A continuación, los puntos clave que desnudan la fragilidad del discurso oficial:
- El «éxito» de una demanda insatisfecha
Rodríguez justificó la presión sobre el sistema afirmando que el consumo alcanzó su pico más alto en nueve años. Sin embargo, lo que el Ejecutivo presenta como un síntoma de «recuperación económica», los especialistas lo traducen como un sistema que trabaja al límite de su obsolescencia. Atribuir la crisis exclusivamente al crecimiento y al cambio climático es ignorar casi dos décadas de falta de inversión, desprofesionalización y opacidad en el mantenimiento de las plantas termoeléctricas e hidroeléctricas.
- Autogeneración: ¿Impulso o imposición?
El llamado a que las empresas «pongan a disposición» su propia energía no es una invitación al progreso, sino una transferencia de costos operativos a un sector privado ya golpeado por la voracidad fiscal y las deficiencias logísticas.
El costo: Mantener plantas eléctricas propias eleva drásticamente los costos de producción.
La ironía: Se le pide al empresario que genere su propia energía mientras el Estado mantiene el monopolio de la distribución y el control de los combustibles necesarios para alimentar dichos generadores.

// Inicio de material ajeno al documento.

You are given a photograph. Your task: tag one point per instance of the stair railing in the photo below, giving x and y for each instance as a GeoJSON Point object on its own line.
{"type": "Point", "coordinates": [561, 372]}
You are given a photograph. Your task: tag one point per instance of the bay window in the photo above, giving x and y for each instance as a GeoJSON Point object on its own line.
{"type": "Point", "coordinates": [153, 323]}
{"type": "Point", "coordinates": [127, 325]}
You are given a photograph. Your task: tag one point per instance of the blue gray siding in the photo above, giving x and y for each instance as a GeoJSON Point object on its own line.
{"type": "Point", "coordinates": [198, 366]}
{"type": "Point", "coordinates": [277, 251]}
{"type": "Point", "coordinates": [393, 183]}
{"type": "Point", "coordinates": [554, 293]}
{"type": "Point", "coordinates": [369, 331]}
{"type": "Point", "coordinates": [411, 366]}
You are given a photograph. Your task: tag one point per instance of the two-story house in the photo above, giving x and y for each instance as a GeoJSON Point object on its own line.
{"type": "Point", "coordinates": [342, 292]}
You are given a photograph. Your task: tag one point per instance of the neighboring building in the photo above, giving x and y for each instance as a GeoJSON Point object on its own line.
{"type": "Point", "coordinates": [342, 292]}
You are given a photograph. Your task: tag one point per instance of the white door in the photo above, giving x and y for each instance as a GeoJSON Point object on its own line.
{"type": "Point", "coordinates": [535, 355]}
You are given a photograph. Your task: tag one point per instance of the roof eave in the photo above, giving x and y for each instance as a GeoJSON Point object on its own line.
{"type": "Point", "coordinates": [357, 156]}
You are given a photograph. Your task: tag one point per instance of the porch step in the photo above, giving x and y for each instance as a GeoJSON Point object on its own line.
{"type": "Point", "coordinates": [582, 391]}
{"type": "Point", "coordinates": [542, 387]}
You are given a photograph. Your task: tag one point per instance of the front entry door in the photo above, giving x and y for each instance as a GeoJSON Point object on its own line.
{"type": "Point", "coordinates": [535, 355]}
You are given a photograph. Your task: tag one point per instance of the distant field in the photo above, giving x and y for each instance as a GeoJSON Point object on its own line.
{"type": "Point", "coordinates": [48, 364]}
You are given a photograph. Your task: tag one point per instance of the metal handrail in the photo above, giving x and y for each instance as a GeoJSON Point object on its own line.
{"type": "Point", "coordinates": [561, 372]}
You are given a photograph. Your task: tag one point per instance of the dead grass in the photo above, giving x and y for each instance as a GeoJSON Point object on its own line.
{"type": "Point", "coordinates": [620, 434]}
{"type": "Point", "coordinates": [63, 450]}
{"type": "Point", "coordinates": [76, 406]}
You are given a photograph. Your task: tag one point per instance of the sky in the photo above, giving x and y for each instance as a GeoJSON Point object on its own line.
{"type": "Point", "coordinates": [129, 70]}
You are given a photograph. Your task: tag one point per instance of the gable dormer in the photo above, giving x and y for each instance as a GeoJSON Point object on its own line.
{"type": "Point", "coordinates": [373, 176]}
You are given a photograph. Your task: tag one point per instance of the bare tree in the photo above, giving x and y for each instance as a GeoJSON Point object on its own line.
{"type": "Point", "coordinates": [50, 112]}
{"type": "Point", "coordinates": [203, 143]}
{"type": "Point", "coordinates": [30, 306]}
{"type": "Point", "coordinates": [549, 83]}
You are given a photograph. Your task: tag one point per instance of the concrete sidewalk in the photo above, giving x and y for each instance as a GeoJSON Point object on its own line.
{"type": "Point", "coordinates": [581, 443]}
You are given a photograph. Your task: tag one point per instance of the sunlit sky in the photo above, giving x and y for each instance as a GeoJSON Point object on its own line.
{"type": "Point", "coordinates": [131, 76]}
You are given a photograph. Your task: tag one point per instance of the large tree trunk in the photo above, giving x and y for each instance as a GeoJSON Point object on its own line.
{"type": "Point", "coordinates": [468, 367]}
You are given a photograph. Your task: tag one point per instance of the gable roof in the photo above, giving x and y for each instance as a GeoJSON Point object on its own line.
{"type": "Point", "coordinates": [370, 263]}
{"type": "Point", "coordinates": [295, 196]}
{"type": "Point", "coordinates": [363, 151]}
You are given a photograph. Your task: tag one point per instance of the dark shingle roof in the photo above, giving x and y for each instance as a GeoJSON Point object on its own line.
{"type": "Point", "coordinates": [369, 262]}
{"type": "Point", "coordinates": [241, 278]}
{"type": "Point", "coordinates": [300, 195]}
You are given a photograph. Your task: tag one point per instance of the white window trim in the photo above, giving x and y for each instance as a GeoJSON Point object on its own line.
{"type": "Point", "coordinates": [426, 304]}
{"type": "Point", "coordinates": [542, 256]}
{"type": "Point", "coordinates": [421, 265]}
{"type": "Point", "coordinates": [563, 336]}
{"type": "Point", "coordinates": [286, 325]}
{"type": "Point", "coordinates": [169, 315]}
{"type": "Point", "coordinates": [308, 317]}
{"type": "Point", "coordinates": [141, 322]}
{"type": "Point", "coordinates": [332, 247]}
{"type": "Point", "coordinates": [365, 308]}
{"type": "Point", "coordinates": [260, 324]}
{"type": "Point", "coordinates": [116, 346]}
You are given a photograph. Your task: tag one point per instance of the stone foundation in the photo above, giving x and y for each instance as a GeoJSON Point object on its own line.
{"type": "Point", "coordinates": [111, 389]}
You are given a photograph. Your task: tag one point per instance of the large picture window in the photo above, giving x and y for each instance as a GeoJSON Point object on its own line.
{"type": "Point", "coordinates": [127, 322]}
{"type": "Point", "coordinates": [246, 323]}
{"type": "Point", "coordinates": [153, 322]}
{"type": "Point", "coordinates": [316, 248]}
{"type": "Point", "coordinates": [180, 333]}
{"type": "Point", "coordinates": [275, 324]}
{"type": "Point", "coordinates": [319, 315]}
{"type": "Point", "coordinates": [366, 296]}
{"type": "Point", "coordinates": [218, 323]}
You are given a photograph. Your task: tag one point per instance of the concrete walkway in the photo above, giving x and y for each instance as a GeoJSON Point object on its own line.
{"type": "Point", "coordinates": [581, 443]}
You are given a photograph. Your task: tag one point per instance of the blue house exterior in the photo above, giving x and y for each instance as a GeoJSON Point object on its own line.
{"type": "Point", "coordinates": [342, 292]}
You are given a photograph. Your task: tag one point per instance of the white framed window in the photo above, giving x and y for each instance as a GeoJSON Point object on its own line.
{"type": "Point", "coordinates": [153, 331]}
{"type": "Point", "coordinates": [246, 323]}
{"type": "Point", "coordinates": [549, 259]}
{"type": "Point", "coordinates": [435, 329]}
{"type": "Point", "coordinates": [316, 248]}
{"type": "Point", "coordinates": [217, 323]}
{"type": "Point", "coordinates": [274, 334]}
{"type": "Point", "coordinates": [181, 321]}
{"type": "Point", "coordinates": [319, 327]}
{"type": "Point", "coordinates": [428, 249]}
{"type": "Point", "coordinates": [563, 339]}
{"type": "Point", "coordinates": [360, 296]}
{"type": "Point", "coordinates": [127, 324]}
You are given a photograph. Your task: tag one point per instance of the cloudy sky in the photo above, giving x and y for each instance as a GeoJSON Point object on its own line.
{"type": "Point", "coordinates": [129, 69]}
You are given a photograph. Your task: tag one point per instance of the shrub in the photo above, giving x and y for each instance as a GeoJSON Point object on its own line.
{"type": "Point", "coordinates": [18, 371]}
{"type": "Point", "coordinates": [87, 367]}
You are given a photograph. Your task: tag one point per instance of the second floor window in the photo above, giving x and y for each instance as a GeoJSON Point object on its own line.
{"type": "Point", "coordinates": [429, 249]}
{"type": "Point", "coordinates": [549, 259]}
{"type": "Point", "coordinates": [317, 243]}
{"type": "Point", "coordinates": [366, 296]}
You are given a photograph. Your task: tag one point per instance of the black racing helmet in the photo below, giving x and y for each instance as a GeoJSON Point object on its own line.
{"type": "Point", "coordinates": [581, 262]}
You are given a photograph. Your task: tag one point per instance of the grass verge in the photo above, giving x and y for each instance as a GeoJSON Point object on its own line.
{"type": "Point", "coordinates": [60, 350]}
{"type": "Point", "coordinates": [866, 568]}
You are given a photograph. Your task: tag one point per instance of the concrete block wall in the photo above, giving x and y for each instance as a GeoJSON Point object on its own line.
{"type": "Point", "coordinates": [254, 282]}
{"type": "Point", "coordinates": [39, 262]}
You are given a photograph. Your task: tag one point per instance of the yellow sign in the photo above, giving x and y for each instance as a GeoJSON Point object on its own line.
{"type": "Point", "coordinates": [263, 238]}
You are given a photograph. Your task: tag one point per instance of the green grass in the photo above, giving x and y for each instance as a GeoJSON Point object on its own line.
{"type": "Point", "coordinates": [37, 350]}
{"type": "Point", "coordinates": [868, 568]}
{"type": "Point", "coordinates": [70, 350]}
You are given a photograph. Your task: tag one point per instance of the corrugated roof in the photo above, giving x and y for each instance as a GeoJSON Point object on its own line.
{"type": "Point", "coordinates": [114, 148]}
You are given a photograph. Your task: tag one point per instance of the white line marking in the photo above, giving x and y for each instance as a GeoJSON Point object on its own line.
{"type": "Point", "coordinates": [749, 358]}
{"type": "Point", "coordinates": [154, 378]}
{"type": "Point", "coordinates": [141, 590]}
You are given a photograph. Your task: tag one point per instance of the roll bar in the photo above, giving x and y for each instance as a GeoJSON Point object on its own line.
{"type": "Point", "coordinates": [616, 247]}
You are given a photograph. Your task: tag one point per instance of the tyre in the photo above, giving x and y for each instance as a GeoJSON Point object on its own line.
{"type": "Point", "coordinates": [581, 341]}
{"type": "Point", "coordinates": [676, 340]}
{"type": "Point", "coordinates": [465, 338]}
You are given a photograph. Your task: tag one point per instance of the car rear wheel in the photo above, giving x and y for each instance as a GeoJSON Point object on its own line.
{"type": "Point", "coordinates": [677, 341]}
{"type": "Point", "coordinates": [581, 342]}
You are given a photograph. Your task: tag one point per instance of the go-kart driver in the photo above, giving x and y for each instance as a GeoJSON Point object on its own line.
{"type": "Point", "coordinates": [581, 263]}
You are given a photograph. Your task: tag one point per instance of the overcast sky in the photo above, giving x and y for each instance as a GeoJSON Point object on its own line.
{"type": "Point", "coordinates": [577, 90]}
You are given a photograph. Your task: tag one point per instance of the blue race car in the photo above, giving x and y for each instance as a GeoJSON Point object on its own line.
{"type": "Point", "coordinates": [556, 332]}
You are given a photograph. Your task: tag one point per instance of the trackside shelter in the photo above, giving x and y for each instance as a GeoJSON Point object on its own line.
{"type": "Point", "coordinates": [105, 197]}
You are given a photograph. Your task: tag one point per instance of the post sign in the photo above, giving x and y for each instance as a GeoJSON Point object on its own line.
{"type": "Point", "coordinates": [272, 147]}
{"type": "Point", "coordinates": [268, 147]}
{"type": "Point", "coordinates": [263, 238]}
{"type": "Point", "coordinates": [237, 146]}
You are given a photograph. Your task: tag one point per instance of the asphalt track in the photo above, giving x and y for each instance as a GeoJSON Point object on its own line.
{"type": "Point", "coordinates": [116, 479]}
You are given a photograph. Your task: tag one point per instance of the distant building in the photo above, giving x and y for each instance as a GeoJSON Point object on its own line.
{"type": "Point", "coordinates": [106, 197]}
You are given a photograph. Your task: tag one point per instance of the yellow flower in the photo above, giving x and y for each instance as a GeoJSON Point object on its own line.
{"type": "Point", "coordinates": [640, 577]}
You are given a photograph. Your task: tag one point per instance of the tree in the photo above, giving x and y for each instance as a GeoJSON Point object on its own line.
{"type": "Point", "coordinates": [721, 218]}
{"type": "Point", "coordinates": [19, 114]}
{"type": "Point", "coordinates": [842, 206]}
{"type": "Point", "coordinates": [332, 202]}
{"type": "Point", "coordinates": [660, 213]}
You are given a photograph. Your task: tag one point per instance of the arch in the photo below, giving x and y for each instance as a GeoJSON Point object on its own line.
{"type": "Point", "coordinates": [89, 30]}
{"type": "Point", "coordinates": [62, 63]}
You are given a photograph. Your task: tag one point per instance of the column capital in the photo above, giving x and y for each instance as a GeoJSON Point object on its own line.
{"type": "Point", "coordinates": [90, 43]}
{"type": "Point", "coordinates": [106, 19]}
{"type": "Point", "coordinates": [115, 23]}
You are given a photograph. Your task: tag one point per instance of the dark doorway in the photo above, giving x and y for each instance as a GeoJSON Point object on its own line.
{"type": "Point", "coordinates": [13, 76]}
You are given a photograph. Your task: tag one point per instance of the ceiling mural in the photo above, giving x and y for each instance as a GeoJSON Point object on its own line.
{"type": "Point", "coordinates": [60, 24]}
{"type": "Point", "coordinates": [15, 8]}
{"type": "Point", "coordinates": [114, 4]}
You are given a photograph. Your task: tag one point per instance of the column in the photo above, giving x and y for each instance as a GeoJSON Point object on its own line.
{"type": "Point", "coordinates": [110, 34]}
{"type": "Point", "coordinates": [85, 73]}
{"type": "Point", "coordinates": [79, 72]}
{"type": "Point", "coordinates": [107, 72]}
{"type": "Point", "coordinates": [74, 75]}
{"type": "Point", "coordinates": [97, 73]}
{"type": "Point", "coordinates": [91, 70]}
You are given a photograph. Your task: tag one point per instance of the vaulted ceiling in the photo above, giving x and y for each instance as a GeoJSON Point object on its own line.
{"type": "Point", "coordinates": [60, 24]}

- El eterno «Plan de Recuperación»
Por enésima vez, el Gobierno anuncia un Plan de Recuperación del Sistema Eléctrico que será presentado ante el Consejo Nacional de Economía. Tras años de promesas incumplidas y estados de «emergencia eléctrica» decretados sin resultados tangibles, el anuncio genera más escepticismo que esperanza. La frase «llegó la hora» suena más a un reconocimiento de urgencia ante el desborde de la situación que a una planificación estratégica real.
Análisis de la Redacción:
Mientras el Ejecutivo pide «uso racional» a una ciudadanía que ya vive sometida a planes de racionamiento no oficializados (los mal llamados «bajones» y cortes prolongados), la realidad es que el SEN no parece estar listo para el «impulso económico» que el propio Gobierno promociona.
La pregunta que queda en el aire para las cámaras empresariales es clara: ¿Se está invitando al sector privado a ser socio del desarrollo o a ser el financista de una infraestructura estatal en ruinas? La respuesta, al ritmo de los constantes apagones, parece ser la segunda.